Perlmutter Cancer Center is a great place, and a lot of exciting science has been done here over the years. I think one of the reasons that I was brought in is because I have a translational science background, where I am both an active practicing surgeon as well as a scientist. Finding ways to incorporate science into the care for patients with head and neck cancer is extremely important. And the best way to do that would be to create a team of individuals who can play key roles within all of this. Part of my task is to build upon the existing strengths of the program and augment some of the areas in which we could be better, namely research and, specifically, translational research—the bridge between the bench and the bedside—which is what I am passionate about.
Another reason relates to surgery. The field is constantly evolving. When I was in training, there was no such thing as the robotic surgery that we do to operate on people now. Today, if you are not doing robotic surgery, it’s like you are in the dark ages. I was one of the first people in the country to be doing robotic surgery for head and neck cancer. I still have a huge expertise in it, and I want to continue to push the boundaries on what we can do with it.
One of the specific things that I am working on is minimally invasive surgery using the robot to minimize scars and to maximize patient function. A very tangible example of this is the typical surgery we do for these cancers, the neck dissection I mentioned earlier to remove lymph nodes. Patients usually get a scar across their neck that extends from behind the ear down to the throat. Using the surgical robot, we can now make an incision that looks like a facelift and hide it. This is not only more aesthetically pleasing, but it prevents the buildup of fluid that often accompanies a neck dissection. When you cut through the skin horizontally, as in the neck dissection, the lymph channels that drain the skin get backed up and patients can get swelling in the neck from fluid buildup. In addition to looking bad cosmetically, it also affects swallowing, because there is fluid pressure. By doing this alternate approach, we can save the lymphatics, and the appearance as a whole is much better. And we think the function is better as well.
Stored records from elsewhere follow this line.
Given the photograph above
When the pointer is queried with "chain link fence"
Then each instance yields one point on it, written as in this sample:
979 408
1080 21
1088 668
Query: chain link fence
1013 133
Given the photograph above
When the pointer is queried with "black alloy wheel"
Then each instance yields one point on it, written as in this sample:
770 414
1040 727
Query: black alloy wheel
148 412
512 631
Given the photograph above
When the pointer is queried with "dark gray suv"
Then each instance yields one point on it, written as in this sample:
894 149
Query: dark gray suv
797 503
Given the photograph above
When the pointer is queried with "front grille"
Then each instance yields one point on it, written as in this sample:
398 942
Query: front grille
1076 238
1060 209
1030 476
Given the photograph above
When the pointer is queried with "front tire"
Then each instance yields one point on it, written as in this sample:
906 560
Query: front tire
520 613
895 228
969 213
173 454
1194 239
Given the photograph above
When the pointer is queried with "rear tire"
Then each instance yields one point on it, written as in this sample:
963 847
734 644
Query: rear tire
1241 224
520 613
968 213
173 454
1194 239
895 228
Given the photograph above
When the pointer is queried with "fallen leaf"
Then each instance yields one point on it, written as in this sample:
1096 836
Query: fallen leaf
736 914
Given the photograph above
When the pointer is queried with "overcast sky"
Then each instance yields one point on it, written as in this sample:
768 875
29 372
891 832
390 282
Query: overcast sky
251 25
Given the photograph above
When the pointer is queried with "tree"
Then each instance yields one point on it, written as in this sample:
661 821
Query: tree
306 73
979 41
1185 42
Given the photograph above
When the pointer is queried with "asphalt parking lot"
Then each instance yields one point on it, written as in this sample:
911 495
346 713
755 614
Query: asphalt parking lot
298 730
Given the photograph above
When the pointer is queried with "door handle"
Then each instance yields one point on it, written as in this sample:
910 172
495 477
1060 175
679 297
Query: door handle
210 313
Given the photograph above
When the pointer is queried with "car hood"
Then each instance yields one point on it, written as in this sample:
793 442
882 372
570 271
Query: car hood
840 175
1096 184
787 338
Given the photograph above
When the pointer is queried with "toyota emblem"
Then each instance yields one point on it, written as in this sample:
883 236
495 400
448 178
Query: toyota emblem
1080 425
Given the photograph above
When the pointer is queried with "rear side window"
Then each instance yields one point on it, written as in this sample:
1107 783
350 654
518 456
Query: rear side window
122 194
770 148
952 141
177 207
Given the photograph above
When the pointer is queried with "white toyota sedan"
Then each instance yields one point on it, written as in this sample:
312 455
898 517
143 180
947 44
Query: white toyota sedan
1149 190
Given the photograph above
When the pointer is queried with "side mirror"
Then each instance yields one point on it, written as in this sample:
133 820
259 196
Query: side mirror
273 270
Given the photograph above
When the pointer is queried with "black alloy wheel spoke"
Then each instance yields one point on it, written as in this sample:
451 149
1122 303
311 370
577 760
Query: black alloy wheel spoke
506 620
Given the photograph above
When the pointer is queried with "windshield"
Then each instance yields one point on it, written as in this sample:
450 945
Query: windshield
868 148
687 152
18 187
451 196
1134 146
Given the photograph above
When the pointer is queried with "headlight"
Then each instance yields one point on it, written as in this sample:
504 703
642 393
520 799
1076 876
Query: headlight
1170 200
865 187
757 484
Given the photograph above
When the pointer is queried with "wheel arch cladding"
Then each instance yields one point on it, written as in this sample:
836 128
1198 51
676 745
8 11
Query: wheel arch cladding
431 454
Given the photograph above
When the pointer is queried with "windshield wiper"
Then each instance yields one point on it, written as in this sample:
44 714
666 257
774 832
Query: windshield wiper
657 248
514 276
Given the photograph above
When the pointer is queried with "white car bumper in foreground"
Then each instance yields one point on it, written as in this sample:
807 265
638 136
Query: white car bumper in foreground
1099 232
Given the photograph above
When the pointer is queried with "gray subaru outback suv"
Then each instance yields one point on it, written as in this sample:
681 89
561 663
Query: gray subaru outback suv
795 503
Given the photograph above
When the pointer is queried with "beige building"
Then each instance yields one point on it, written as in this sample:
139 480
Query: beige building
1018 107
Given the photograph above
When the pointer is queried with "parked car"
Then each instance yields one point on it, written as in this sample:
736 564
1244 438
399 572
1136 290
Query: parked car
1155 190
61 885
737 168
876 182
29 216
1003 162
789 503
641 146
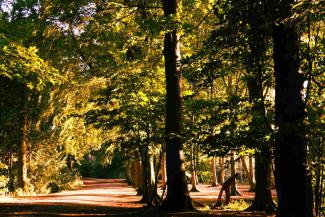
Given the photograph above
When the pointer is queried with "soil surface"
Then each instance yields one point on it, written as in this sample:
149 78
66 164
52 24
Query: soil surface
111 197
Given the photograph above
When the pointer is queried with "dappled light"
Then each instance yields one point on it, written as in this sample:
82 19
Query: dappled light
162 108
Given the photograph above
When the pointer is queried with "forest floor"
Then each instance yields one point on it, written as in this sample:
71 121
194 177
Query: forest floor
113 197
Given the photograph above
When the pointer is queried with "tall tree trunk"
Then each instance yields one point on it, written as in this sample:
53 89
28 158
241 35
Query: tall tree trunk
193 172
177 192
233 189
250 163
293 179
22 148
214 172
263 195
163 171
259 125
137 177
222 170
248 174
This is something we are studying right now.
For people with head and neck cancer who come to you for care, what should they expect in terms of how they would be treated and how their concerns will be addressed?
I can sum up my philosophy by saying that I believe every patient deserves to be treated as I would treat my own family members. That means I listen to their concerns and give them the advice that I would give my own family member. We are not here to just do surgery as a surgeon. When a patient sees me, they receive a multidisciplinary approach. I have clinic at the same time as my medical and oncology colleagues. We are all there together, so when a patient comes to see me, they will see all three of us, get the opinions of all three experts, and then together we formulate a treatment plan for the patient. Patients will get a holistic, comprehensive approach to treatment.
NYU Langone Health is ranked No. 1 in the nation for quality and patient safety by Vizient Inc., a leading healthcare performance improvement organization. We have excellent outcomes for head and neck cancer care, and we are on par with any other cancer center in the country. I attribute that to a number of things, including the excellent way cancer care at Perlmutter Cancer Center is designed. This is something I intend to build on.
As an example, patients get followed by our advanced practice providers—nurse practitioners and physician assistants—over the continuity of their treatment to make sure that they are getting the best quality of care that they can and that they are being checked in on and not forgotten. We take great care to not have treatment breaks, to not miss people during the course of their treatment so that we can ensure that they get through the process smoothly and effectively.